Open
Description
We finally made it work, but I do not think it is sustainable for the wider population. Here is what we have to do:
- Because Codeflare SDK relies on OC, we had to create a new image for KFP execution
FROM python:3.8.16-slim-bullseye
RUN apt update && apt install -y wget
# install oc
RUN mkdir /opt/oc
RUN wget -O /opt/oc/release.tar.gz https://mirror.openshift.com/pub/openshift-v4/x86_64/clients/ocp/stable-4.11/openshift-client-linux-4.11.40.tar.gz
RUN tar -xzvf /opt/oc/release.tar.gz -C /opt/oc/ && \
mv /opt/oc/oc /usr/bin/ && \
rm -rf /opt/oc
# install libraries
RUN pip install --upgrade pip && pip install codeflare-sdk
RUN pip install "ray[default]"==2.1.0
# Allow writes for yaml files
RUN chmod -R 777 /tmp
Note here that we also had to create a writable directory for saving intermediate YAML
2. Because Codeflare SDK directly manipulates MCAD, RAYCluster, and OpenShift Routes resources, we had to add additional permission to pipeline-runner
service account, which should eventually go to KFDef. Here are the files:
apiVersion: rbac.authorization.k8s.io/v1
kind: Role
metadata:
name: kfp-openshift-route
rules:
- apiGroups: ["route.openshift.io"]
resources: ["routes", "routes/custom-host"]

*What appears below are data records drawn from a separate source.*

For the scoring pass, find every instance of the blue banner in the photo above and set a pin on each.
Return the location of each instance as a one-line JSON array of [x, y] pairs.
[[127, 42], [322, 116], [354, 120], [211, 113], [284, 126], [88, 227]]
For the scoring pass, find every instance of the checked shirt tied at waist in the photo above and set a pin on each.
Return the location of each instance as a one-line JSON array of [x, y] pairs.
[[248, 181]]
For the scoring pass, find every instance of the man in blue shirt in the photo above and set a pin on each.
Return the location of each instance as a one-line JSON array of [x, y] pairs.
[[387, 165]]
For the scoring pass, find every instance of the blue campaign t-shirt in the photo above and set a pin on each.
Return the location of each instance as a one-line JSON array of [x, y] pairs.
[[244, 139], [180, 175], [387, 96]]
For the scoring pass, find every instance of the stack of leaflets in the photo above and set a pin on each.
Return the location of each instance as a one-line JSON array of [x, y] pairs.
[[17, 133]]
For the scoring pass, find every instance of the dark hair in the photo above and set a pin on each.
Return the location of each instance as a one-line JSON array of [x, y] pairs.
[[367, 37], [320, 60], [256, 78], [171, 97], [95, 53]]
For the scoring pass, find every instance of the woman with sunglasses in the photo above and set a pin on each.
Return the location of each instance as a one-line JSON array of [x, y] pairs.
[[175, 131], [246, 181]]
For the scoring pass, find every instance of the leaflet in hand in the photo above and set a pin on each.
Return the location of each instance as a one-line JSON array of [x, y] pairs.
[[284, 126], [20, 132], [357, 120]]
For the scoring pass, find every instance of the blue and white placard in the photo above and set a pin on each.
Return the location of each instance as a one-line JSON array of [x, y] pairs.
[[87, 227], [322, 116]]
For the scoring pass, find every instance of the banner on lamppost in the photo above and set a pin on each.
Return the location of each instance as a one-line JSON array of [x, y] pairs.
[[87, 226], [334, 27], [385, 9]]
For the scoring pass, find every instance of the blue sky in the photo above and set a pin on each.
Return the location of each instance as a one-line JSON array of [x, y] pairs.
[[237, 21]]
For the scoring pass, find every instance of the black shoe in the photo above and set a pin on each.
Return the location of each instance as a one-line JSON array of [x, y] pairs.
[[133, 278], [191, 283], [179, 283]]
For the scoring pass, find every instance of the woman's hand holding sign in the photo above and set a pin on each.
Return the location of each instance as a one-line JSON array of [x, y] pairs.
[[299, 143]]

verbs: ["create", "get", "list", "patch", "delete"]
kind: RoleBinding
apiVersion: rbac.authorization.k8s.io/v1
metadata:
name: pipeline-runner-binding-mcad
namespace: odh-applications
subjects:
- kind: ServiceAccount
name: pipeline-runner
namespace: odh-applications
roleRef:
apiGroup: rbac.authorization.k8s.io
kind: ClusterRole
name: mcad-mcad-controller-role
---
kind: RoleBinding
apiVersion: rbac.authorization.k8s.io/v1
metadata:
name: pipeline-runner-binding-ray
namespace: odh-applications
subjects:
- kind: ServiceAccount
name: pipeline-runner
namespace: odh-applications
roleRef:
apiGroup: rbac.authorization.k8s.io
kind: ClusterRole
name: mcad-controller-ray-clusterrole
---
kind: RoleBinding
apiVersion: rbac.authorization.k8s.io/v1
metadata:
name: pipeline-runner-binding-route
namespace: odh-applications
subjects:
- kind: ServiceAccount
name: pipeline-runner
namespace: odh-applications
roleRef:
apiGroup: rbac.authorization.k8s.io
kind: Role
name: kfp-openshift-route
- To make sure, that we have permission to write files, we had to redirect the working directory. He is the complete code:
import kfp.components as comp
from kfp_tekton.compiler import TektonCompiler
import kfp.dsl as dsl
from kubernetes import client as k8s_client
# execute ray pipeline
def execure_ray_pipeline(token: str, # token to authenticate to cluster
name: str, # name of Ray cluster
min_worker: str, # min number of workers
max_worker: str, # max number of workers
min_cpus: str, # min cpus per worker
max_cpus: str, # max cpus per worker
min_memory: str, # min memory per worker
max_memory: str, # max memory per worker
image: str = "ghcr.io/foundation-model-stack/base:ray2.1.0-py38-gpu-pytorch1.12.0cu116-20221213-193103"
):
# Ray code - basically hello world
import ray
@ray.remote
class Counter:
def __init__(self):
self.counter = 0
def inc(self):
self.counter += 1
def get_counter(self):
return self.counter
# Import pieces from codeflare-sdk
from codeflare_sdk.cluster.cluster import Cluster, ClusterConfiguration, list_all_clusters, list_all_queued
from codeflare_sdk.cluster.auth import TokenAuthentication
import os
# get current namespace
ns = os.getenv('NAMESPACE', 'default')
# change the current directory to ensure that we can write
os.chdir("/tmp")
print(f"Executing in namespace {ns}, current working directory is {os.getcwd()}")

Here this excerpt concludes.